From the Indian’s perspective this was indeed an agreement of relations between nations, and they intended to honour these agreements (Opekokew 1980: 10). So it is we can see the vastly divergent approaches to treaty – the Aboriginal peoples with their spirit and intent approach to agreements, the Canadian government with their crafty four corners of the document approach to maximizing their interests, and the Canadian and international courts with their seemingly solid but actually quite elastic and flexible terms and definitions for concepts like treaties. In conclusion I think it is important after a survey of the overall situation, to stand from the perspective of the First Nations peoples and see what they were confronted with. These were people who didn’t understand or speak English; didn’t understand or operate from a worldview of capital and money and the values the Europeans did. They were forced to rely on and blindly trust the words and character of European translators, individuals whose allegiances were most often with their own peoples. From this viewpoint we can better appreciate what it meant then and still means now of the way these people were approached with the signing of treaties. The treaties were engineered in such a way as to be completely on the terms and from the perspective of the others’ ways. The terms, the basic operating principles, the compensation, the craftily worded conditions and stipulations – this was all in the interest of the Europeans and to the detriment of their hosts. The indigenous peoples’ fate was one of slowly but surely being made to enter into a relationship with an arriving (one could be forgiven for describing it “invading”) people in the Europeans – a people not invited, yet welcomed out of a genuine spirit of hospitality and goodwill. In return they were given a plethora of new diseases from which scores of them died, and then expected to assimilate to a forced and unwanted worldview where they were second class. In the final analysis it would appear the Europeans, in all their civility and gentry were in fact acting as savages.

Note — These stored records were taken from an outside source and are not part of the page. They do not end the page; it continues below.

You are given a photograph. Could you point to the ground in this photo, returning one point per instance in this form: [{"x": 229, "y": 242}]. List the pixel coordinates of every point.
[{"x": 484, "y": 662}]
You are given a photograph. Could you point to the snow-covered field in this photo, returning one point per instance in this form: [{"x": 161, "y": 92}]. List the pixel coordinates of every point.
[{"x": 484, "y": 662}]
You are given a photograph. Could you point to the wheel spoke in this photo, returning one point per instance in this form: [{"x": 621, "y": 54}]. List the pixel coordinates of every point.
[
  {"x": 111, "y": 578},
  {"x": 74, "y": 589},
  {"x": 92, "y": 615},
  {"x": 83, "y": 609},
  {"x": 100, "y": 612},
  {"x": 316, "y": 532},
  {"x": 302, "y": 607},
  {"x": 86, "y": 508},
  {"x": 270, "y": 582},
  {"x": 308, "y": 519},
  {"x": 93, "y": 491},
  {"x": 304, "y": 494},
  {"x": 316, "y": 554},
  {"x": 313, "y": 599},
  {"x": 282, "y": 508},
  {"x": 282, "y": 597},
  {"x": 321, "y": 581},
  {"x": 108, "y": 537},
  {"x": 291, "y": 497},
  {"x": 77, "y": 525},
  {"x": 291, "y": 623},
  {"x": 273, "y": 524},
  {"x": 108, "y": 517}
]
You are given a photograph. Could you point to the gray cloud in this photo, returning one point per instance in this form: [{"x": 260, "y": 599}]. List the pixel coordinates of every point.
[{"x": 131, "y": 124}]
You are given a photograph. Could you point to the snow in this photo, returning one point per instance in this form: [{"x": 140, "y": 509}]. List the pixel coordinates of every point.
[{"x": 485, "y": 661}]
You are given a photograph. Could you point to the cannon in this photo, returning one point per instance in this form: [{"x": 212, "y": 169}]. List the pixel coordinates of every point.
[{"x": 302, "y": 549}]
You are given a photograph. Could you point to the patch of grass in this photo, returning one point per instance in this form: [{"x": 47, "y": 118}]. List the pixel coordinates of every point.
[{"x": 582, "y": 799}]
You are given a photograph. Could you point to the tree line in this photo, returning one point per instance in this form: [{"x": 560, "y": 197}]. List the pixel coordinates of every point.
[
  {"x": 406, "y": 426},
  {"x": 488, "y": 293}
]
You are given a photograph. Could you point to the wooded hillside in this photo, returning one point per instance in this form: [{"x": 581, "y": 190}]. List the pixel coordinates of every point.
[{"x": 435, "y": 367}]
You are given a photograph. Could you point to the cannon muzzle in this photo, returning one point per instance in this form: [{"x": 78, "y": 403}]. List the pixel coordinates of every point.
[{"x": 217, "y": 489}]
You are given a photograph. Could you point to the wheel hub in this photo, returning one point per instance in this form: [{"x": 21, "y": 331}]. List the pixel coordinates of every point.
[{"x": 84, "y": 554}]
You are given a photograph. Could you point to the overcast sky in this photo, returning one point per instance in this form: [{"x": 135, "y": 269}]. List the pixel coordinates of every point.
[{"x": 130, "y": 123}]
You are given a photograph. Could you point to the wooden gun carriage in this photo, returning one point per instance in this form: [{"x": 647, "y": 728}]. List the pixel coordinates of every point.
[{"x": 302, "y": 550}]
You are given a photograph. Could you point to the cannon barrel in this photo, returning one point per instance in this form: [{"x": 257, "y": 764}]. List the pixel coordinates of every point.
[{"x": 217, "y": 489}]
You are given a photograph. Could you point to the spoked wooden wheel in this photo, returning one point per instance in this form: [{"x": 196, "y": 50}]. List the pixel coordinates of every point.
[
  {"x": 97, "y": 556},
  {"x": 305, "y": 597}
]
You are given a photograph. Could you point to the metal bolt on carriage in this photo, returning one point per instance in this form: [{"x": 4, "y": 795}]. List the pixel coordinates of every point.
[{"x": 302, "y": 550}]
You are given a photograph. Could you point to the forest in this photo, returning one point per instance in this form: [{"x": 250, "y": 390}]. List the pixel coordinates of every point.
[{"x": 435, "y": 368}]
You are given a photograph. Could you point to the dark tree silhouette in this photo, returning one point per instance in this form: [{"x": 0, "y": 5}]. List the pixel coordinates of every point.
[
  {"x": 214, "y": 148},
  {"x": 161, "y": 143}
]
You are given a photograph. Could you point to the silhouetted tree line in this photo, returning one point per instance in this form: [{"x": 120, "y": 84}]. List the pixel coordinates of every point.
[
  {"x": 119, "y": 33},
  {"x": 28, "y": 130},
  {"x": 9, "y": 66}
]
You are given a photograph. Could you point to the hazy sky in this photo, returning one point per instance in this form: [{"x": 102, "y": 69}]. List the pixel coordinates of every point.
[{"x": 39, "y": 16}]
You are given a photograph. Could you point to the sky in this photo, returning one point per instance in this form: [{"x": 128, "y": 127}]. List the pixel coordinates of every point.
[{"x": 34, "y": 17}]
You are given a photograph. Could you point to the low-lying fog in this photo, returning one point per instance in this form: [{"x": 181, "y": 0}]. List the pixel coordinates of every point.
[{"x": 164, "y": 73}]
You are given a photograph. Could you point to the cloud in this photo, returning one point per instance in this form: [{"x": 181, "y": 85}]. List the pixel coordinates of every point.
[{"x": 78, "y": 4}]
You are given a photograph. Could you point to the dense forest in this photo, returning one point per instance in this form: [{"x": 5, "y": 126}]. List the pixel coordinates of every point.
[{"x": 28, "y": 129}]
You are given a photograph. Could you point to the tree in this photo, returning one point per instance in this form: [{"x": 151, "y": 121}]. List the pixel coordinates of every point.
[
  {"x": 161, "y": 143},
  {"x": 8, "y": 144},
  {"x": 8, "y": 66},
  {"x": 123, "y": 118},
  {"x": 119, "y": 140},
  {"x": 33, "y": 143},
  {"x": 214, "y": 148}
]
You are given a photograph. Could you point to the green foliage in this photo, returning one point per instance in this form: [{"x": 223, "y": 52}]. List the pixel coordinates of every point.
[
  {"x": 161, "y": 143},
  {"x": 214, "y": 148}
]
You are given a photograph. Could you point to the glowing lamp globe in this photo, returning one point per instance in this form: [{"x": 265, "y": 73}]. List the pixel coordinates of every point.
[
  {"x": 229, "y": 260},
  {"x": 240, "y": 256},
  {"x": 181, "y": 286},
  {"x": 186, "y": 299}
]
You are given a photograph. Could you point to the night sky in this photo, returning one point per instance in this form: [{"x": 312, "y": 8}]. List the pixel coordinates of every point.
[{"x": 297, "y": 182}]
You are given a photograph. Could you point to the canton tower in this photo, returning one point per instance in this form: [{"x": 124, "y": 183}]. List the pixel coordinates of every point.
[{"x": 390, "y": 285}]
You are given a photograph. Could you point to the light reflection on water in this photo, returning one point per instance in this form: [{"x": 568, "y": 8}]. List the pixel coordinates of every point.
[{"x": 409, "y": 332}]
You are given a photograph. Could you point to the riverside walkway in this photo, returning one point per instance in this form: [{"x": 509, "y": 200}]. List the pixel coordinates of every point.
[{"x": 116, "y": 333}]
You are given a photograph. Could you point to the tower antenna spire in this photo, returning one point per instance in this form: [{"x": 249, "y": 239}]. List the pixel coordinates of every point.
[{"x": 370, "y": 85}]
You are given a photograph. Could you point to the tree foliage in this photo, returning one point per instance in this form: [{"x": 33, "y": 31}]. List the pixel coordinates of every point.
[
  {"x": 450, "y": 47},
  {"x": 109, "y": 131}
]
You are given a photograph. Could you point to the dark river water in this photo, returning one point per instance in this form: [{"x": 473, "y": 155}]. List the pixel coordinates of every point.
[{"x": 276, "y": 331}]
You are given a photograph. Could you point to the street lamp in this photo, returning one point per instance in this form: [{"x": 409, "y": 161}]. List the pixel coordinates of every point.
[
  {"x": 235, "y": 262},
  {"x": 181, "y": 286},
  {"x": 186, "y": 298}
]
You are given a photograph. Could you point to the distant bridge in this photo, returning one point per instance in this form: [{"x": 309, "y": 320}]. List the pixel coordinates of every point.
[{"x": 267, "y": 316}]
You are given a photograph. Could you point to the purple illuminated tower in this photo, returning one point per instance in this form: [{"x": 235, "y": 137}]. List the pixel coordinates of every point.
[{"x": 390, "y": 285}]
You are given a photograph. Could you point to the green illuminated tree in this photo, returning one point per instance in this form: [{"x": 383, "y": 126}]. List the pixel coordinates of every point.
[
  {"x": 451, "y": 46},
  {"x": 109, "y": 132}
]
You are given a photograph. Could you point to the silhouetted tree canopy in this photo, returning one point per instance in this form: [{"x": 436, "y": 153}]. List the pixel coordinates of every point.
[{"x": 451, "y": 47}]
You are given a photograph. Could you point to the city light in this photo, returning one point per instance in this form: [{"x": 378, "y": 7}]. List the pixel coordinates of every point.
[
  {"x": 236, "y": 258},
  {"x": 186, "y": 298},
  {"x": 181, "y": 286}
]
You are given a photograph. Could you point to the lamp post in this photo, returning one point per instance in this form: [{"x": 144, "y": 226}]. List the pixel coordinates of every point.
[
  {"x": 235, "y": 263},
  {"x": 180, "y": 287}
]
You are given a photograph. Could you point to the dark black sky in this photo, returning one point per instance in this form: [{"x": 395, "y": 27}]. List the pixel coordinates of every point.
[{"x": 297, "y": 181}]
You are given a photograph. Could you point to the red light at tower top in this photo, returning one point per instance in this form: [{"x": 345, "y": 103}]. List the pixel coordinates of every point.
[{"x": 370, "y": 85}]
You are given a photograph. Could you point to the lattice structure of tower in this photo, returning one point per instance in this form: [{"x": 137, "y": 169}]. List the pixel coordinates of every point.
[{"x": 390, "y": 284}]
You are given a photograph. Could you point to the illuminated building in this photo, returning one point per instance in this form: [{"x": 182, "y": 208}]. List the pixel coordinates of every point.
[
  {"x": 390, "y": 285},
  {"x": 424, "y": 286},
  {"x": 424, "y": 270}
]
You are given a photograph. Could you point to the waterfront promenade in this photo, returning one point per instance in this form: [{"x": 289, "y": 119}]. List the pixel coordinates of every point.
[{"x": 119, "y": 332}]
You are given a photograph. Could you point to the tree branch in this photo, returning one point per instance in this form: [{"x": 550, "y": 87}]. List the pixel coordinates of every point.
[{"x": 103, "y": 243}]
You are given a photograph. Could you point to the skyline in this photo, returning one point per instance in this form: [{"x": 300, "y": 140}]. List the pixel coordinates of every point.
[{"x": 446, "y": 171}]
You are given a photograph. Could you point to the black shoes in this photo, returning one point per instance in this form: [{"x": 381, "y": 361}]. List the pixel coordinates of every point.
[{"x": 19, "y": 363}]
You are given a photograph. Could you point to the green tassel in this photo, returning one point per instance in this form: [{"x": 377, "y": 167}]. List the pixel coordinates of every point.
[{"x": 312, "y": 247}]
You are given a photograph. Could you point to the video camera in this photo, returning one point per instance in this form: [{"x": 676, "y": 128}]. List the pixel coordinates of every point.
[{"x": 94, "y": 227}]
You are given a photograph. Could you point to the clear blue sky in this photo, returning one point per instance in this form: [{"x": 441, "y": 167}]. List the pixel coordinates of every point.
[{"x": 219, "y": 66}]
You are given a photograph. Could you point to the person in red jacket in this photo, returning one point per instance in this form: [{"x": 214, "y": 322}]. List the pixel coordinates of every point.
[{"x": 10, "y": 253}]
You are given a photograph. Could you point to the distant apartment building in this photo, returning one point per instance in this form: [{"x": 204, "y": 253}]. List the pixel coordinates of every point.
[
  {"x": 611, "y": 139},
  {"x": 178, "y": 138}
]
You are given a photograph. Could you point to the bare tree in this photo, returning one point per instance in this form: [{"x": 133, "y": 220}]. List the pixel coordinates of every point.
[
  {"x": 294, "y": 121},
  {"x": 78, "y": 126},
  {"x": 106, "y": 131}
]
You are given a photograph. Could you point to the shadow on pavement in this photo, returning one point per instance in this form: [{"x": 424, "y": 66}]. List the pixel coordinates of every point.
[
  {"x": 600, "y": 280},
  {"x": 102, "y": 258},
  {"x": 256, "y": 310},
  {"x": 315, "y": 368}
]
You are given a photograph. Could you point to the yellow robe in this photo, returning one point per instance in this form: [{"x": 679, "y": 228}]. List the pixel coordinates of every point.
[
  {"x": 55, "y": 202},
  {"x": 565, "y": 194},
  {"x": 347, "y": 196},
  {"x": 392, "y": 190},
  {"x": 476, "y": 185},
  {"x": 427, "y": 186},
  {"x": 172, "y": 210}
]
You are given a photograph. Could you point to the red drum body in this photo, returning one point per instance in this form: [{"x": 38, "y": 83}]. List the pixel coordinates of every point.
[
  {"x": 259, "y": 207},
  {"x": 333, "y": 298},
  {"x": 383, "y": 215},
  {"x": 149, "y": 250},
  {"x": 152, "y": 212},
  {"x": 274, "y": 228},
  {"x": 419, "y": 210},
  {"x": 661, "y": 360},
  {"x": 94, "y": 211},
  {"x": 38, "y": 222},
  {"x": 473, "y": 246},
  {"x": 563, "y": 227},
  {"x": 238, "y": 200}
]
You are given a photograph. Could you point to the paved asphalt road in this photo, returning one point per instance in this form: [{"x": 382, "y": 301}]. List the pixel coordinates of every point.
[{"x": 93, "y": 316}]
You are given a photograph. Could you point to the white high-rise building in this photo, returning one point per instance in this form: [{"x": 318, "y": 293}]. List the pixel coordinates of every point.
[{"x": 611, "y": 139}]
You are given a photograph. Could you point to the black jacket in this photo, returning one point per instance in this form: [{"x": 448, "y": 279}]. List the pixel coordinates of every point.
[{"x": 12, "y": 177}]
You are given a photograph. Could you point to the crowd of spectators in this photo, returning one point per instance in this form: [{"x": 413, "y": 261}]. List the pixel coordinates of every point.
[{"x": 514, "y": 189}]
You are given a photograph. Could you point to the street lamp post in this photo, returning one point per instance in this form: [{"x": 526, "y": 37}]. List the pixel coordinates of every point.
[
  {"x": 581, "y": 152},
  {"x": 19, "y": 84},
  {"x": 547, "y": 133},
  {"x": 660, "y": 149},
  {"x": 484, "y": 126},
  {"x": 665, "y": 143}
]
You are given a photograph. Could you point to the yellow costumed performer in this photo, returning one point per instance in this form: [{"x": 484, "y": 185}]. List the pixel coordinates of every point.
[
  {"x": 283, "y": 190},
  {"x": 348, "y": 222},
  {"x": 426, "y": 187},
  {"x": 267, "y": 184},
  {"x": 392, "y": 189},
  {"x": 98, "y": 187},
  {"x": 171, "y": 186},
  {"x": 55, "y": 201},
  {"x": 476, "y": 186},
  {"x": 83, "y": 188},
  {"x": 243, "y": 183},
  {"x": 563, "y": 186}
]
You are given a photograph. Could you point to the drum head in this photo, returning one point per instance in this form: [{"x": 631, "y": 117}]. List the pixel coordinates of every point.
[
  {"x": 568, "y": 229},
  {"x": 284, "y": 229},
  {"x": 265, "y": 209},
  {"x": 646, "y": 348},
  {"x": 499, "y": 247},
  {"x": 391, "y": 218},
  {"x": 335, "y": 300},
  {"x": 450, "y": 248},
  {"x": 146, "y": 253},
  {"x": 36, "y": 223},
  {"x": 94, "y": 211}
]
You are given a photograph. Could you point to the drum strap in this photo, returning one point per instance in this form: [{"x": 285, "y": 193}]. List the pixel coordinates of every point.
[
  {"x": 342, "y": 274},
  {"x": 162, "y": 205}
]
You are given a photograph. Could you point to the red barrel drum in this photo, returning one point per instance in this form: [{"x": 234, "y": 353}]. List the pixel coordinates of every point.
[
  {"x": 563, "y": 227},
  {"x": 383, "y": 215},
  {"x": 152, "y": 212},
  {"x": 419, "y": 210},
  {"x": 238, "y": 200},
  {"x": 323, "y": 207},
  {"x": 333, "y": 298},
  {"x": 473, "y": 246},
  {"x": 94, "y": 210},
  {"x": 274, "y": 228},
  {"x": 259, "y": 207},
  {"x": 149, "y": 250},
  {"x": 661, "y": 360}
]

References Little Bear, Leroy. 1991. “Aboriginal Rights and the Canadian ‘Grundnorm’.” In Arduous Journey: Canadian Indian and Decolonization. Toronto: McClelland and Stewart. Morris, Alexander. 1862. “The Treaties of Canada with the Indians of Manitoba and the North-west Territories: Including the Negotiations on Which They Were Based, and Other Information Relating Thereto.” Reprinted in Coles Canadiana Collection. Toronto: Coles Publishing Company, 1979. Opekokew, Delia. 1980. “Treaties.” In First Nations: Indian Government and the Canadian Confederation. Saskatoon: Federation of Saskatchewan Indians. Kerr, John Andrew. 1937-38. “The Indian Treaties of 1867.” Dalhousie Review 17, 187-195. Barkwell, Peter Alan. 1981. “The Medicine Chest Clause in Treaty No. 6.” Canadian Native Law Reporter 4, 1-23. Green, L.C. 1970. “Canada’s Indians: Federal Policy, International and Constitutional Law.” Ottawa Law Review 4, 101-131.